Еще одна неразгаданная тайна, сказала себе Стейси. Тут из здания вышел Дерек и помахал ей.
Они вернулись в Хантерз-Бэй, к гостинице, в шесть часов с минутами.
Она остановилась перед дверцей машины, а он оперся руками о машину по обеим сторонам от нее.
— Я заскочу домой принять душ и переодеться. Посидишь у себя в комнате, пока я за тобой не заеду и не повезу тебя ужинать?
Она кивнула, и от этого движения волосы ее колыхнулись вокруг головы, словно языки пламени. Ее лицо было повернуто к нему, глаза смотрели чисто и ясно, губы были полуоткрыты.
Дерек ничего не обдумывал, он действовал импульсивно, когда приблизился к ней вплотную и губами нашел ее губы.

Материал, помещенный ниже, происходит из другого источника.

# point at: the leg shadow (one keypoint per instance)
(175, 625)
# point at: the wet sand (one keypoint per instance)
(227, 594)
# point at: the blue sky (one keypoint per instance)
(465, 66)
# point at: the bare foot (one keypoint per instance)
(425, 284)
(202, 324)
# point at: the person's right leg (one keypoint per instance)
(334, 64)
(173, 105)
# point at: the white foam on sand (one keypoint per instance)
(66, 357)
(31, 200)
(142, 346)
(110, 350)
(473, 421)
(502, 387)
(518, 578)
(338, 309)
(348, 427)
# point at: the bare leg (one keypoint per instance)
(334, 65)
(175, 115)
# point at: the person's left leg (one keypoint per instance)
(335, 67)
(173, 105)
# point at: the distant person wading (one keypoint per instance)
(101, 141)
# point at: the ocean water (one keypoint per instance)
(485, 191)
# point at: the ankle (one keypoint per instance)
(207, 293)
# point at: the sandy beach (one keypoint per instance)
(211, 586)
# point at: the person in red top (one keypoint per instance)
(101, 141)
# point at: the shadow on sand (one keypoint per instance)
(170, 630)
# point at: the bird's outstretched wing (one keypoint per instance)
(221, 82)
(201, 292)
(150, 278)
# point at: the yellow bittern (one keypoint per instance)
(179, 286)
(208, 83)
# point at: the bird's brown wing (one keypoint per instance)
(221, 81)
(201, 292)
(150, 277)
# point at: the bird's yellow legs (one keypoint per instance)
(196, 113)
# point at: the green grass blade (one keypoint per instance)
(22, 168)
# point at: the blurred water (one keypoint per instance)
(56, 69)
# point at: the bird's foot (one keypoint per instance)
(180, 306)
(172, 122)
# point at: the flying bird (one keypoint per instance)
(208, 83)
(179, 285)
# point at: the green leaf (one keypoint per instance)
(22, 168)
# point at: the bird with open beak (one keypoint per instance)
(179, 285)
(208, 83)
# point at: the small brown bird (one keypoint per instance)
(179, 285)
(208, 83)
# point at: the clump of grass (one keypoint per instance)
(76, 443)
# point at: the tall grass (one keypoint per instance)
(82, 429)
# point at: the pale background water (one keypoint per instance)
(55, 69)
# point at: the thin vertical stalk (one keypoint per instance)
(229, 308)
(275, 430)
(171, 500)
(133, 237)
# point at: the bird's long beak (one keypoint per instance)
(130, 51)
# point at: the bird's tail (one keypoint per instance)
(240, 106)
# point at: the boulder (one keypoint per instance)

В первую секунду она вновь пережила то ощущение, которое пронзило ее, когда она повисла на перилах моста, — ее сердце ухнуло на дно желудка, а бешеные толчки крови стали слышны во всех точках ее тела. Несколько мгновений спустя его руки сомкнулись вокруг нее, втягивая ее в круг излучаемого им тепла, и она почувствовала себя укрытой и защищенной чувство, какого ей никогда раньше не доводилось испытывать ни с кем на свете.
Он отстранился, чтобы заглянуть в ее ошеломленные глаза, и она проговорила еле слышно:
— Моя мать никогда не прижимала меня к себе.
Дерек снова притянул ее — прижал так крепко, как только мог, но не делая ей больно. Его глаза защипало от подступивших слез. Мысль о том, что она росла без такой любви, какой его самого окружали мать с отцом, просто ужаснула Дерека. Даже если сейчас он был крепко сердит на мать, он знал, что никогда бы не упрекнул ее за то, как она его растила — не скупясь на проявления любви и заботы. То же он мог сказать и об отце.
Для самой Стейси ее слова явились неожиданностью. Она вдруг осознала, что вообще впервые в жизни пожаловалась кому-то на отстраненность матери. Поразительно, что этот краткий поцелуй и объятия Дерека вызвали в ней такой отклик, какого не пробуждали и куда более интимные отношения с каким-либо другим мужчиной. Здесь было нечто большее, чем просто их взаимное сексуальное влечение, — здесь было, наверное, родство душ.